When we run out of land, it’s time for ‘blue proteins’
When Fredrik Gröndahl looks at the sea, he sees the potential to relieve humanity of its near-total, and increasingly unsustainable reliance on arable land. The answer to feeding the world is to turn to industrial-scale seaweed farming.
“This is part of the protein shift that everyone is talking about,” Gröndahl says. “By 2050 there will be 11 billion people on Earth and we will need to go for these real proteins, these blue proteins."
For more than a decade the KTH associate professor has devoted his research to transitioning to sea agriculture. He is one of the founders of Nordic Seafarm, the commercial spin-off from Seafarm, a Swedish FORMAS-funded project based at KTH that helps to commercialize aquaculture research; and he leads the Centre for Future Seafood, Blue Food at KTH. Blue Food involves 70 partners, including multiple universities and a broad range of scientific disciplines and businesses.
Now Gröndahl is working with chefs and food companies to put seaweed on more plates in Sweden, and beyond.
Nordic Seafarm is producing sugar kelp, for products such as crisp bread, beer and gin, while Blue Food researchers have been exploring the potential of Sweden’s coastal waters as an industrial-scale source of nutrition, working with all types of marine protein sources.
Gröndahl’s aim is to develop seaweed beyond its most common—and minor—roles in the West as a supplement, flavor enhancer or food stabilizer. It’s easy to grow, it’s nutritious – and it’s low-impact on the environment, so it makes sense to incorporate it into food products and recipes, he says.
“Seaweed is one of the few plants that actually be a complement to the forest or agriculture of Sweden,” he says. “Algae beds are the forests of the sea and they grow very fast, so there is a capacity to develop it on an industrial scale—because 71 percent of the planet is blue.”
The dietary benefits of seaweed are no secret in Asia. It’s a staple in Japan, where it is used in nearly one-fifth of all meals consumed, providing a source of protein, magnesium, potassium, iron and other nutrients.
In recent months the Blue Food team has been collaborating directly with chefs at leading Scandinavian restaurants such as Fotografiska and Raw, as well as kitchens serving school cafeterias and senior centers. Gröndahl and his colleagues also have been a major global restaurant chain that is interested in incorporating seaweed into its recipes.
“But to get these out you have to scale up production in the sea,” he says. Seafarm has been developed the industrial expertise on a smaller scale, but permitting processes and restrictions for using coastal waters have complicated scaling up.

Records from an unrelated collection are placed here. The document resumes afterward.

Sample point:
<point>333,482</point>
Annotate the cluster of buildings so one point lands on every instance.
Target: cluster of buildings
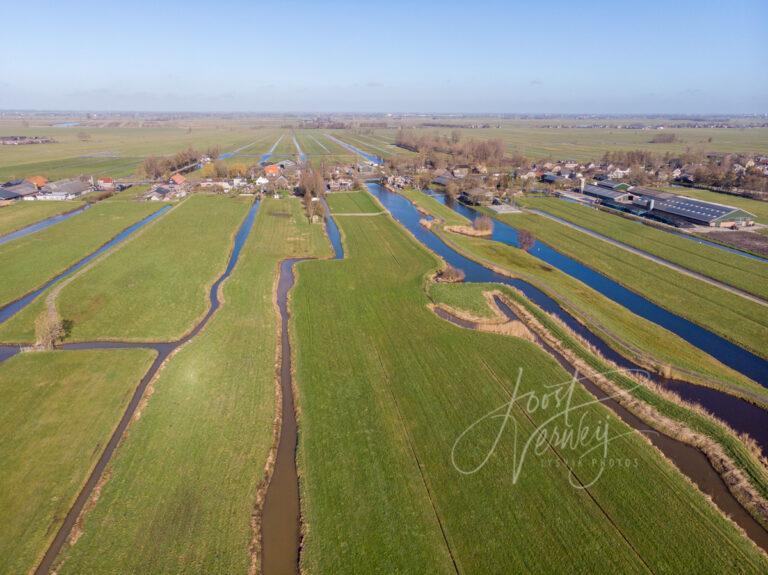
<point>38,188</point>
<point>679,211</point>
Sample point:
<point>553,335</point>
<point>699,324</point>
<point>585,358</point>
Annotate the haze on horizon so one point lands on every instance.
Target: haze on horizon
<point>442,57</point>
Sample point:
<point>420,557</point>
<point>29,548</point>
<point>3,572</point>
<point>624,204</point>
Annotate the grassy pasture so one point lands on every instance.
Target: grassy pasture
<point>384,391</point>
<point>352,203</point>
<point>29,261</point>
<point>157,285</point>
<point>585,144</point>
<point>111,151</point>
<point>737,319</point>
<point>22,214</point>
<point>747,274</point>
<point>469,297</point>
<point>182,486</point>
<point>59,409</point>
<point>623,330</point>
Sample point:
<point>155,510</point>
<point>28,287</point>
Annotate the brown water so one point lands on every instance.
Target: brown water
<point>280,520</point>
<point>689,460</point>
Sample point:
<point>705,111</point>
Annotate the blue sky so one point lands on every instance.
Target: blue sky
<point>389,56</point>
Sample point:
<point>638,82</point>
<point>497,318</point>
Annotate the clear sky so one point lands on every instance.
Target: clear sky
<point>388,56</point>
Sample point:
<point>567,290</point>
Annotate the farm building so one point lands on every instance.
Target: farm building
<point>64,190</point>
<point>25,190</point>
<point>105,184</point>
<point>679,209</point>
<point>669,208</point>
<point>39,181</point>
<point>272,171</point>
<point>8,195</point>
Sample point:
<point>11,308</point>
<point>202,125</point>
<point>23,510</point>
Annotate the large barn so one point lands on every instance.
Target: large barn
<point>670,208</point>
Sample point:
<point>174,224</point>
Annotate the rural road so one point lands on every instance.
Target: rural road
<point>653,258</point>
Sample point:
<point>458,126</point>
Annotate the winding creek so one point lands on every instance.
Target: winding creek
<point>280,527</point>
<point>732,355</point>
<point>11,309</point>
<point>41,225</point>
<point>689,460</point>
<point>164,351</point>
<point>281,513</point>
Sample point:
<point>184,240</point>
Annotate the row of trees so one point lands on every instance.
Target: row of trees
<point>159,166</point>
<point>467,151</point>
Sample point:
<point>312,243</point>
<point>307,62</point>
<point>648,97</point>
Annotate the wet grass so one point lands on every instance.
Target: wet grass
<point>59,409</point>
<point>29,261</point>
<point>629,334</point>
<point>744,273</point>
<point>22,214</point>
<point>352,203</point>
<point>157,285</point>
<point>182,486</point>
<point>735,318</point>
<point>386,388</point>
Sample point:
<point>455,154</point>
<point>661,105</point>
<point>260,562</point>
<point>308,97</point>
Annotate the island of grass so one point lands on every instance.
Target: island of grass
<point>155,286</point>
<point>29,262</point>
<point>744,273</point>
<point>181,489</point>
<point>59,411</point>
<point>22,214</point>
<point>638,339</point>
<point>386,388</point>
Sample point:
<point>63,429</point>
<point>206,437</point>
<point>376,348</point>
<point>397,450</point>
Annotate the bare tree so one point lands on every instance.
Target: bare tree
<point>525,239</point>
<point>48,329</point>
<point>483,224</point>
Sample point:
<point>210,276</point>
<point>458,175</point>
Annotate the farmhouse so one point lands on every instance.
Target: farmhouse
<point>105,184</point>
<point>63,190</point>
<point>669,208</point>
<point>25,190</point>
<point>38,181</point>
<point>272,171</point>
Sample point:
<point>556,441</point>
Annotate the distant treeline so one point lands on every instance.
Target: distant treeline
<point>155,167</point>
<point>483,151</point>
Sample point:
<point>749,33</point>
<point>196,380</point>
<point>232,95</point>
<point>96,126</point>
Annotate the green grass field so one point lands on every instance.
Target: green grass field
<point>469,297</point>
<point>584,144</point>
<point>353,203</point>
<point>157,285</point>
<point>59,410</point>
<point>744,273</point>
<point>386,388</point>
<point>22,214</point>
<point>112,151</point>
<point>149,289</point>
<point>29,261</point>
<point>320,150</point>
<point>182,486</point>
<point>737,319</point>
<point>629,334</point>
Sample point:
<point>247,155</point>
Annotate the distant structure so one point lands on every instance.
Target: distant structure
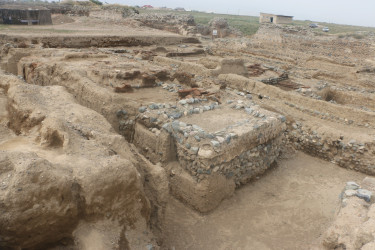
<point>24,15</point>
<point>276,19</point>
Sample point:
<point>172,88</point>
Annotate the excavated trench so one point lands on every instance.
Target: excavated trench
<point>287,208</point>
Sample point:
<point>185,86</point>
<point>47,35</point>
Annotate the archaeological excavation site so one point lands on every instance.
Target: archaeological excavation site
<point>142,131</point>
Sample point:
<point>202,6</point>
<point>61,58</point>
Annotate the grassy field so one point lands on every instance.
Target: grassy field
<point>248,25</point>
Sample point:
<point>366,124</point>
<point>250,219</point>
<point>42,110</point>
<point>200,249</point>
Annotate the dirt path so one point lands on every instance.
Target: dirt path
<point>286,209</point>
<point>5,132</point>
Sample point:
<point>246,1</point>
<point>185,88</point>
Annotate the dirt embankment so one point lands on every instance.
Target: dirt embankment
<point>113,130</point>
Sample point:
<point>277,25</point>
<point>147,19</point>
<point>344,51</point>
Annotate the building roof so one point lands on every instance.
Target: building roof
<point>21,7</point>
<point>275,15</point>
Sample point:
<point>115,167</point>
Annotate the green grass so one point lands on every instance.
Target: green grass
<point>249,25</point>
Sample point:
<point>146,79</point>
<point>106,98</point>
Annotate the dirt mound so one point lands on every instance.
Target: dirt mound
<point>61,19</point>
<point>76,187</point>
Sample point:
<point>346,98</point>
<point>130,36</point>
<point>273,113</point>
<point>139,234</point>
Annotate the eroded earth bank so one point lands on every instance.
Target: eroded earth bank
<point>153,140</point>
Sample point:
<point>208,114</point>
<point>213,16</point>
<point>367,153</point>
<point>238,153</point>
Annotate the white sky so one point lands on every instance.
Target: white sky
<point>354,12</point>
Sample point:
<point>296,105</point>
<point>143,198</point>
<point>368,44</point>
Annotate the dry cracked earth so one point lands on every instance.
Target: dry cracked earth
<point>152,140</point>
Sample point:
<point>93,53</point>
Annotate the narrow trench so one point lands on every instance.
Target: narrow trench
<point>287,208</point>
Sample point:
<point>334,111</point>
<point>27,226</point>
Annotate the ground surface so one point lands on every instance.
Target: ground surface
<point>288,208</point>
<point>330,115</point>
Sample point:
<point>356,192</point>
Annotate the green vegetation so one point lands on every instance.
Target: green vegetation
<point>249,25</point>
<point>97,2</point>
<point>335,28</point>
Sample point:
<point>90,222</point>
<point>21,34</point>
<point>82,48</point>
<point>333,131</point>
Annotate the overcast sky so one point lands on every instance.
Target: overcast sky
<point>354,12</point>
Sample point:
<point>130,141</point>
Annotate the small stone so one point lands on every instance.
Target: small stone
<point>209,136</point>
<point>249,110</point>
<point>206,108</point>
<point>228,139</point>
<point>196,110</point>
<point>153,106</point>
<point>352,141</point>
<point>175,115</point>
<point>182,102</point>
<point>220,139</point>
<point>364,194</point>
<point>350,192</point>
<point>205,153</point>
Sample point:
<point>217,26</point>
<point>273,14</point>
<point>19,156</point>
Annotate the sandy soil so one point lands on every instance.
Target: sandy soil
<point>288,208</point>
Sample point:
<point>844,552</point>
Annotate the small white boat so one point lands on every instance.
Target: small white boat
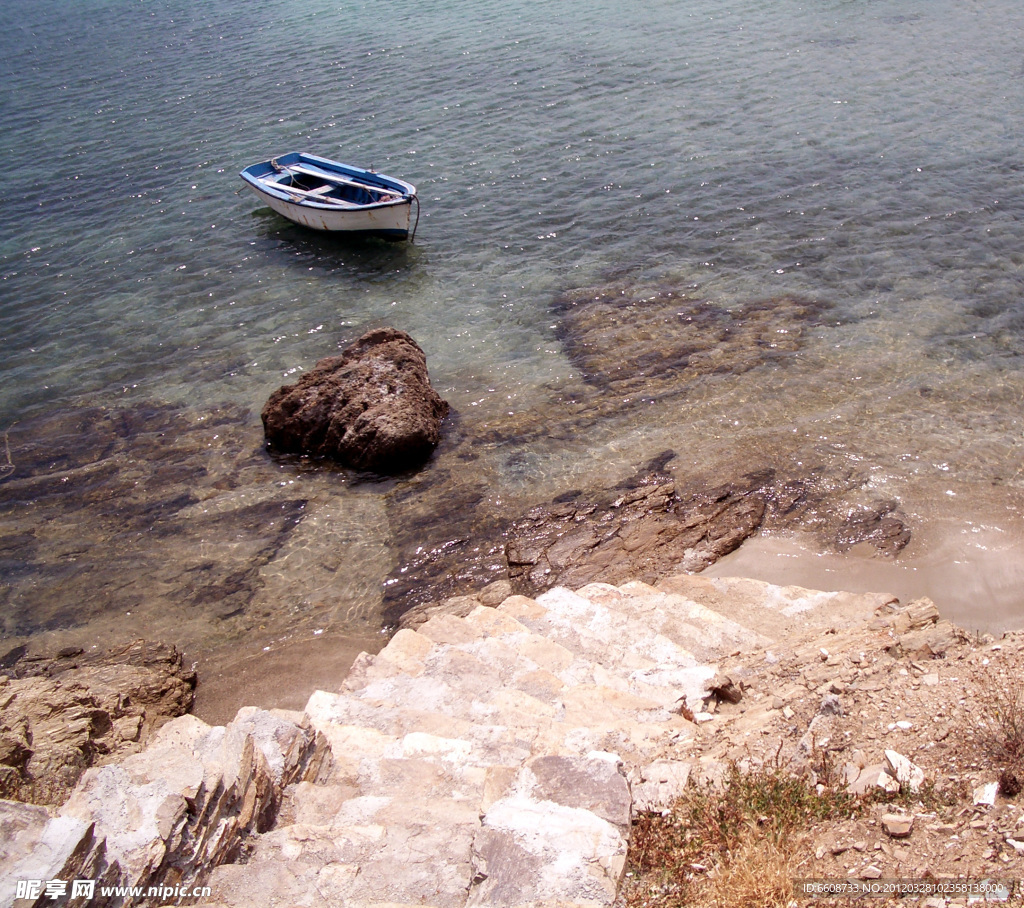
<point>330,196</point>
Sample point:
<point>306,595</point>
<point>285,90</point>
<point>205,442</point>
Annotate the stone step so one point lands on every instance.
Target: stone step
<point>623,645</point>
<point>37,848</point>
<point>707,634</point>
<point>555,828</point>
<point>785,615</point>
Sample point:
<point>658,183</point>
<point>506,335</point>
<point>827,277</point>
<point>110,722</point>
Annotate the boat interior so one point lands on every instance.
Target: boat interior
<point>316,186</point>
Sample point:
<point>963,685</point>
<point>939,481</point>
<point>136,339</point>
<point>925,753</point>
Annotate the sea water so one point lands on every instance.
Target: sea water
<point>865,155</point>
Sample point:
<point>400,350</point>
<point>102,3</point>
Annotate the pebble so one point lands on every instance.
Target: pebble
<point>897,825</point>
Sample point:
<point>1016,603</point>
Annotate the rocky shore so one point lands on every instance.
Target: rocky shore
<point>502,758</point>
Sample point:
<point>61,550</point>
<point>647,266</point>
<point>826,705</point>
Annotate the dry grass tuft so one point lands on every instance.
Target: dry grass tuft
<point>729,846</point>
<point>1003,731</point>
<point>758,872</point>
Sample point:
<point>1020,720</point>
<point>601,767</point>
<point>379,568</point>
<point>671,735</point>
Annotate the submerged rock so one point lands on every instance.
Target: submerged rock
<point>635,338</point>
<point>652,524</point>
<point>371,407</point>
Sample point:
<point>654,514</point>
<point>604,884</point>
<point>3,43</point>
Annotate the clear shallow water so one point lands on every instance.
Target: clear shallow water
<point>863,155</point>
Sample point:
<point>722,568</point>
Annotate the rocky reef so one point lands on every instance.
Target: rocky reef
<point>59,716</point>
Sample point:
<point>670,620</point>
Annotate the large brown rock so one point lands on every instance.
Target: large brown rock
<point>372,407</point>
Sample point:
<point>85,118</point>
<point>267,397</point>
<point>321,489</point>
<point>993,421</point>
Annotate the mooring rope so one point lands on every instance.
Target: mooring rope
<point>417,224</point>
<point>8,468</point>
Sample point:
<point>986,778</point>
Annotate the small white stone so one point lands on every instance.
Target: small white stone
<point>985,794</point>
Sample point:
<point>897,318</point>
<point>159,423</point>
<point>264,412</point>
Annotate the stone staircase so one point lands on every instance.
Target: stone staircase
<point>496,759</point>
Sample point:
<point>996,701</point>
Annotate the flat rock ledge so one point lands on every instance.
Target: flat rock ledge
<point>60,715</point>
<point>372,407</point>
<point>497,758</point>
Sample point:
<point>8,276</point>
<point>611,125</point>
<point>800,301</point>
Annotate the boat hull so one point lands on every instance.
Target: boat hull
<point>389,219</point>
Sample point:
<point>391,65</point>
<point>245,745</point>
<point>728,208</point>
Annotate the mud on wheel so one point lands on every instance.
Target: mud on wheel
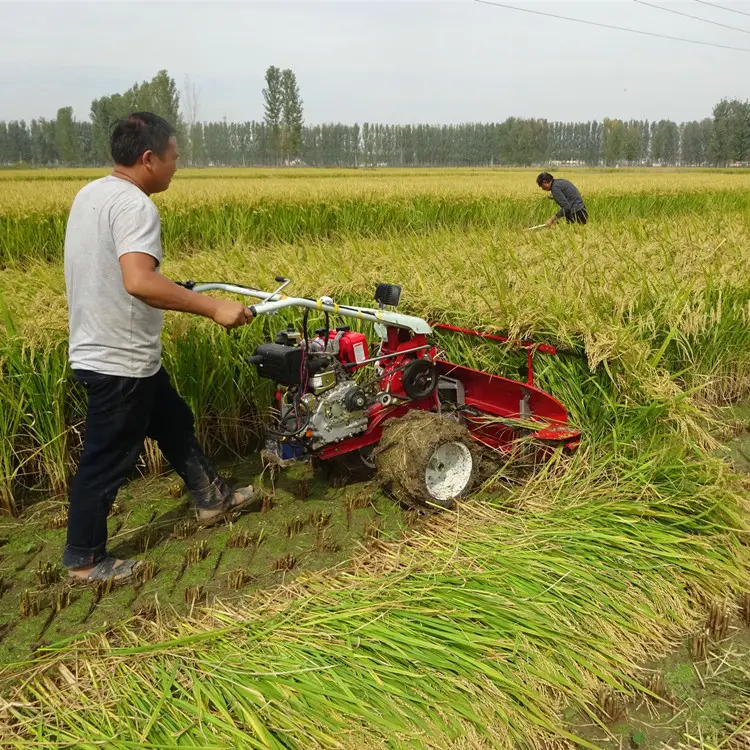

A 30-hectare farm off the west coast of Sweden and a biorefinery serve as Seafarm’s base. Around these platforms scientists from different fields and universities converge to develop more innovative ways to use seaweed, not just for food but also energy, materials and fertilizers.
The exploration of seaweed’s many benefits have proven compelling for industries, he says. “If we want to have a sustainable future, we just need to use the sea.”